Im ersten Monat nach dem Terrorangriff der Hamas auf Israel haben Meldestellen in Deutschland bundesweit 994 antisemitische Vorfälle dokumentiert. Rechnerisch seien das 29 Fälle pro Tag, 320 Prozent mehr als der tägliche Durchschnitt 2022, berichtete der Bundesverband der Recherche- und Informationsstellen Antisemitismus (Rias) in Berlin. Die Auswertung umfasst den Zeitraum 7. Oktober bis 9. November 2023.
Viele Jüdinnen und Juden erlebten antisemitische Vorfälle im Alltag und fühlten sich unsicher, so Rias. Allein 59 Vorfälle im Wohnumfeld seien gemeldet geworden. Zum Beispiel seien in Gießen zwei Männer gewaltsam in die Wohnung eines Israeli eingedrungen, um eine aus dem Fenster hängende Israelflagge zu entfernen.
Auch an den Universitäten nähmen Antisemitismus und antiisraelische Propaganda zu. Insgesamt seien 37 antisemitische Vorfälle an Hochschulen dokumentiert worden. Jüdische Studierende hätten berichtet, dass sie von Kommilitonen für das Verhalten Israels verantwortlich gemacht worden seien. Einige seien nicht mehr zur Uni gegangen. In Franken sei an einer Hochschule das Bild einer Person, die sich gegen Antisemitismus engagiere, mit Hassparolen markiert worden.
Die Zahlen seien erschreckend, aber nicht verwunderlich, erklärte Hanna Veiler, Präsidentin der Jüdischen Studierendenunion Deutschland. „Junge Jüdinnen und Juden berichten seit dem 7. Oktober ununterbrochen, wie stark der Antisemitismus, den sie in ihrem alltäglichen Leben wahrnehmen, vor allem im universitären Kontext, zugenommen hat.“
Die Rias-Meldestellen erfassten bundesweit 177 antisemitische Versammlungen. Desinformation trage zur Mobilisierung bei, so etwa ungeprüfte Meldungen über einen angeblichen Angriff der israelischen Armee auf das Al-Ahli Krankenhaus am 17. Oktober, hieß es. Danach habe sich die Zahl antisemitischer Versammlungen im Vergleich zur Woche davor verdoppelt.
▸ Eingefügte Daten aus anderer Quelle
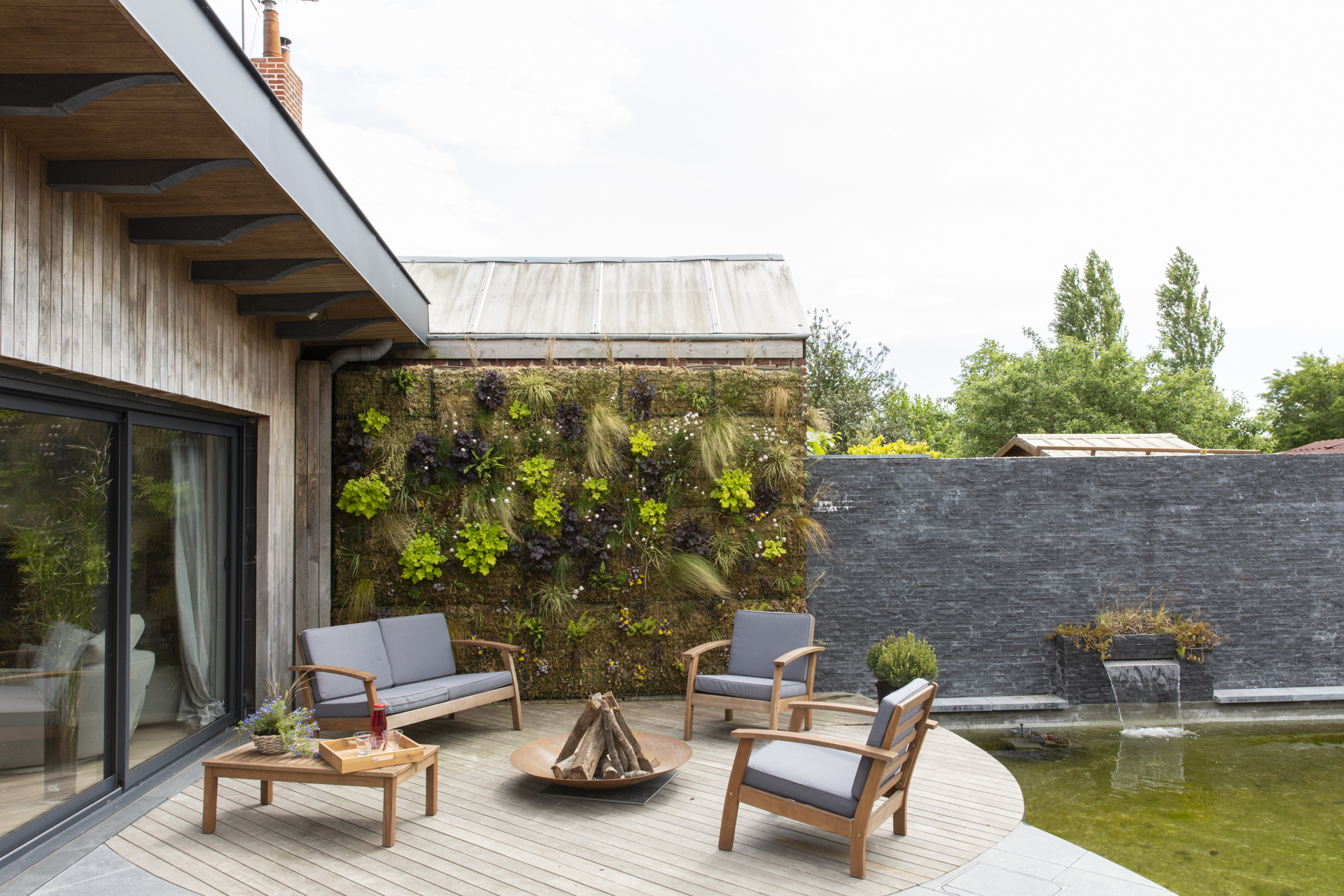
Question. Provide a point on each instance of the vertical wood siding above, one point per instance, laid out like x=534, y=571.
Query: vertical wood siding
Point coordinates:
x=80, y=300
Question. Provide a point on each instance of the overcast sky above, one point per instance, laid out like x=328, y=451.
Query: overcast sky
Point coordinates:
x=926, y=169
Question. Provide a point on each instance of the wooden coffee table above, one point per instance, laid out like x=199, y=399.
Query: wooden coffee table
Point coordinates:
x=252, y=764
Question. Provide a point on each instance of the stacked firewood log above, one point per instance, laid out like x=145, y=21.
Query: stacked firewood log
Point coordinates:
x=601, y=746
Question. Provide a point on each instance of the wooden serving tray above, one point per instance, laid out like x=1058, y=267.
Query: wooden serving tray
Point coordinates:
x=342, y=755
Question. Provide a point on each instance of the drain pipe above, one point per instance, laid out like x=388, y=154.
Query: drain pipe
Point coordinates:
x=360, y=354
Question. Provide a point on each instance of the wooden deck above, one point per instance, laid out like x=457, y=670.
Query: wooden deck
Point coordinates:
x=495, y=833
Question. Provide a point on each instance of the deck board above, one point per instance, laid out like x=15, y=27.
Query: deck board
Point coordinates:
x=495, y=833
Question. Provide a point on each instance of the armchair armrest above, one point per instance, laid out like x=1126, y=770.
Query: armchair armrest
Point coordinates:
x=695, y=652
x=496, y=645
x=339, y=671
x=793, y=654
x=819, y=741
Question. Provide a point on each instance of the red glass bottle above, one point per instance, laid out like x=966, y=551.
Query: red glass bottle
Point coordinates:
x=378, y=720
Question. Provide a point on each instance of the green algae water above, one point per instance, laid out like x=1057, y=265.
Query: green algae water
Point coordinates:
x=1224, y=811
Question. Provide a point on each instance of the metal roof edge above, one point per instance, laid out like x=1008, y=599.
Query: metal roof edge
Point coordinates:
x=198, y=43
x=561, y=260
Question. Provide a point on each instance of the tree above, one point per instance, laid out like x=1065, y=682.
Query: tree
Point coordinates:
x=1190, y=333
x=847, y=381
x=1306, y=405
x=1089, y=311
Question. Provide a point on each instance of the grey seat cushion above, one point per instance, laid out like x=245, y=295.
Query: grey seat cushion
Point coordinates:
x=806, y=773
x=398, y=699
x=470, y=682
x=417, y=695
x=748, y=687
x=354, y=647
x=879, y=729
x=419, y=648
x=760, y=638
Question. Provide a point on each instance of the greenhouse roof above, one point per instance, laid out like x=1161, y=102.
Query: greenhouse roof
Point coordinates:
x=708, y=296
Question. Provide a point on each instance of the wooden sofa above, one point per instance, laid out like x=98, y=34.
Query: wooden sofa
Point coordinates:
x=405, y=663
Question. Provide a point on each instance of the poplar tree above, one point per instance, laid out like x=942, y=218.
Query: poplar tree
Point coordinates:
x=1191, y=336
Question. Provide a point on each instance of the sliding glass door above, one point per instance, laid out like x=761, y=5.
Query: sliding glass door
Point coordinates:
x=120, y=594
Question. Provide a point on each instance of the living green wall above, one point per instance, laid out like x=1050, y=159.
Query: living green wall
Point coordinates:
x=617, y=605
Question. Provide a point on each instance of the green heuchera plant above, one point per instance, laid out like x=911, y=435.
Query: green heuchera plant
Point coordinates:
x=546, y=511
x=365, y=498
x=421, y=559
x=734, y=491
x=898, y=662
x=374, y=421
x=479, y=546
x=641, y=444
x=654, y=512
x=596, y=488
x=537, y=472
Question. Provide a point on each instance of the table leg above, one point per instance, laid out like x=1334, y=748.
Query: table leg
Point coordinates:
x=388, y=812
x=432, y=788
x=211, y=802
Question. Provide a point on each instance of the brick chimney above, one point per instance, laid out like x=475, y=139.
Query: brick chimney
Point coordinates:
x=274, y=65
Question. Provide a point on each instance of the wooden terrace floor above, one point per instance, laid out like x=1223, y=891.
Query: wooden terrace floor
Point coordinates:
x=495, y=833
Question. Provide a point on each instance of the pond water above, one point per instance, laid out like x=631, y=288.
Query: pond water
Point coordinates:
x=1206, y=811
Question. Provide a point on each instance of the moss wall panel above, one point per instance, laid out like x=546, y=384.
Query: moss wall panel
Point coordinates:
x=598, y=594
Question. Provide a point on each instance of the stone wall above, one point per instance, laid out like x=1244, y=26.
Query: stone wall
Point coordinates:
x=986, y=556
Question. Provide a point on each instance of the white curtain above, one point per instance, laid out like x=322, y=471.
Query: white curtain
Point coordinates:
x=201, y=532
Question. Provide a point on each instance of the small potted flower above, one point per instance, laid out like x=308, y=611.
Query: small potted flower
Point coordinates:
x=898, y=662
x=274, y=729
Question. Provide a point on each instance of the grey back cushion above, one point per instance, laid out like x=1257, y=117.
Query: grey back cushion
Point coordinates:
x=419, y=648
x=354, y=647
x=760, y=638
x=879, y=727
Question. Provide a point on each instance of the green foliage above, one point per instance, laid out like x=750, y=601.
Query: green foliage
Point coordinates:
x=1306, y=405
x=546, y=511
x=1190, y=333
x=641, y=444
x=898, y=662
x=374, y=421
x=402, y=381
x=365, y=496
x=596, y=489
x=820, y=442
x=537, y=473
x=479, y=546
x=734, y=492
x=654, y=512
x=421, y=559
x=1089, y=312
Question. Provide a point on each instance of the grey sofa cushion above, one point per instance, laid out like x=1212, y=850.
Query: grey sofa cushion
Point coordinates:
x=748, y=687
x=815, y=776
x=354, y=647
x=470, y=682
x=419, y=648
x=398, y=699
x=879, y=729
x=760, y=638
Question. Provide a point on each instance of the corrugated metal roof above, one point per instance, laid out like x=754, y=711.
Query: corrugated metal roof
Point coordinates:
x=1102, y=445
x=1324, y=447
x=702, y=295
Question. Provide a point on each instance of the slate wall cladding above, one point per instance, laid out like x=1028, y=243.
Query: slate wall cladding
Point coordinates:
x=984, y=556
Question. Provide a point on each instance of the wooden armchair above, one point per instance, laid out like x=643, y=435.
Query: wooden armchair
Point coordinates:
x=834, y=783
x=405, y=663
x=772, y=665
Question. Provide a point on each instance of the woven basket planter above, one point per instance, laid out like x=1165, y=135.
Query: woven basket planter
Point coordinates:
x=269, y=745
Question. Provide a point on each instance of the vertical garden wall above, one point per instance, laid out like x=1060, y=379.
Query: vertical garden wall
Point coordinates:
x=601, y=517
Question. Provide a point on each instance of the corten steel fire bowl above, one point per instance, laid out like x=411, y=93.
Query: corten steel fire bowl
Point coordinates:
x=537, y=758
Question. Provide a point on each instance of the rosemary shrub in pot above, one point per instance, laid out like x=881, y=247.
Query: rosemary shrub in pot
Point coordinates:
x=898, y=662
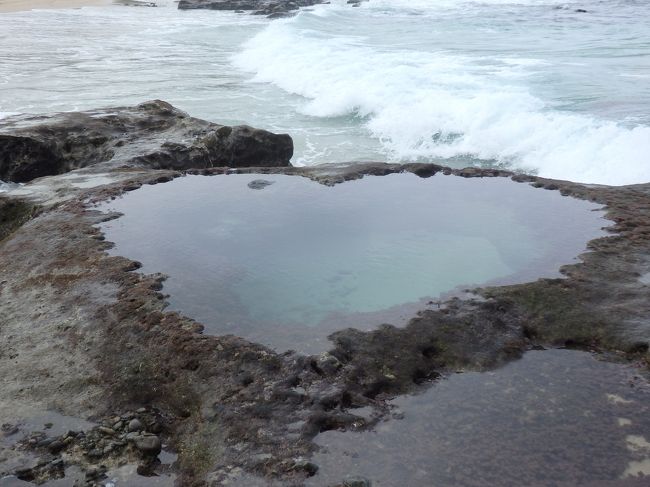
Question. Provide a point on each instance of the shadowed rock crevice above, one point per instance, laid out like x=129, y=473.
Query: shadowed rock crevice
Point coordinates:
x=153, y=135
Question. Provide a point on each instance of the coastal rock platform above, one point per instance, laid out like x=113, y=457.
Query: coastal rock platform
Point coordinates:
x=86, y=335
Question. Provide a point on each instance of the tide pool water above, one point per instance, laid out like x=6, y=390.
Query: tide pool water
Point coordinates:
x=288, y=264
x=532, y=85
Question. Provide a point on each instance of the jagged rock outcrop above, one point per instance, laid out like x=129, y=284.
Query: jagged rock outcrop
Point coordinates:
x=153, y=134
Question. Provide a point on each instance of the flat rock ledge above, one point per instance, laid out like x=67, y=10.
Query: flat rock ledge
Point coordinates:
x=85, y=335
x=152, y=135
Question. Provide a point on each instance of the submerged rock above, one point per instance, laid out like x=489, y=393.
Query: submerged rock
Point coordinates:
x=259, y=184
x=153, y=134
x=271, y=8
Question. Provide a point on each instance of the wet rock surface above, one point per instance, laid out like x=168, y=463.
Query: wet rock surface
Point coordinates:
x=233, y=410
x=153, y=134
x=270, y=8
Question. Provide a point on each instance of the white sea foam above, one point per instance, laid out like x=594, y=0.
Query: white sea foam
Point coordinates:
x=423, y=104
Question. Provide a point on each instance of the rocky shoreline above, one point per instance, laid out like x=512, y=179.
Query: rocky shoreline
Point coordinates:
x=85, y=335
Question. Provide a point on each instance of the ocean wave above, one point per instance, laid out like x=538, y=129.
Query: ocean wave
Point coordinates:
x=431, y=105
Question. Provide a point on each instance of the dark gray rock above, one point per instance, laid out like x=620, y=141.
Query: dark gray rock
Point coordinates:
x=259, y=184
x=148, y=445
x=270, y=8
x=135, y=425
x=357, y=482
x=153, y=134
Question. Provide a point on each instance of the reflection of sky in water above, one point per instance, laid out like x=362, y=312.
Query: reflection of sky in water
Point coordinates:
x=299, y=253
x=554, y=418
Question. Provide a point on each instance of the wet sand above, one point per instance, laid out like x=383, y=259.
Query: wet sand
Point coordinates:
x=22, y=5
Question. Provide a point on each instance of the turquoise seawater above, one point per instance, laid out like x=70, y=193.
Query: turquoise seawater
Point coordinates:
x=534, y=85
x=288, y=264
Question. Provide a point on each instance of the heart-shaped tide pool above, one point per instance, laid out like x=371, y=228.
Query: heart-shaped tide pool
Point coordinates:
x=287, y=263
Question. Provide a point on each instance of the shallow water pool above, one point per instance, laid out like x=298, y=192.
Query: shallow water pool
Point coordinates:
x=287, y=264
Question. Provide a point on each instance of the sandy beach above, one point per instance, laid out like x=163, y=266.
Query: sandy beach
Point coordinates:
x=20, y=5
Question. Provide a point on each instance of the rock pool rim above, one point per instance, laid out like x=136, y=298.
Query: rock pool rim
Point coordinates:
x=184, y=374
x=205, y=201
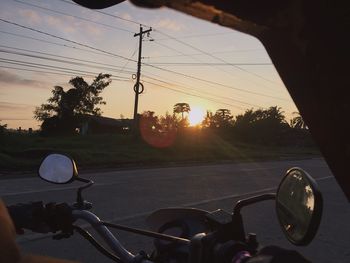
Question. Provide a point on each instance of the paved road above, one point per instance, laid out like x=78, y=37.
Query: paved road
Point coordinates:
x=128, y=196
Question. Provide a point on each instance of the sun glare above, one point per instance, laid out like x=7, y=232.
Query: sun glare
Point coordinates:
x=196, y=116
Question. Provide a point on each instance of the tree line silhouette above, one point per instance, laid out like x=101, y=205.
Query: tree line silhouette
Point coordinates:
x=66, y=111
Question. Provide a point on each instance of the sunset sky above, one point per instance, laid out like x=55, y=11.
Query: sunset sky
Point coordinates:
x=189, y=60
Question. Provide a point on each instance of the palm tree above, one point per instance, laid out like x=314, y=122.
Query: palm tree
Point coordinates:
x=298, y=121
x=224, y=113
x=182, y=107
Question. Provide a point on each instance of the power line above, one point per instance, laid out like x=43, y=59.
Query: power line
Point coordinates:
x=213, y=82
x=107, y=14
x=214, y=52
x=208, y=64
x=45, y=66
x=194, y=95
x=77, y=17
x=110, y=67
x=54, y=72
x=208, y=93
x=198, y=35
x=212, y=56
x=153, y=66
x=62, y=38
x=53, y=43
x=184, y=43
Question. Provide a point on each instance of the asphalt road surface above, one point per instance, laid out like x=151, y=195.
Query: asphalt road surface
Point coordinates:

„Die Propagandaerfolge der Hamas haben auf den Zu- und Verlauf von Demonstrationen in Deutschland einen größeren Einfluss als das Agieren des israelischen Militärs selbst“, sagte Rias-Geschäftsführer Benjamin Steinitz. Medien hätten die Verantwortung, Bilder und Opferzahlen genau zu prüfen.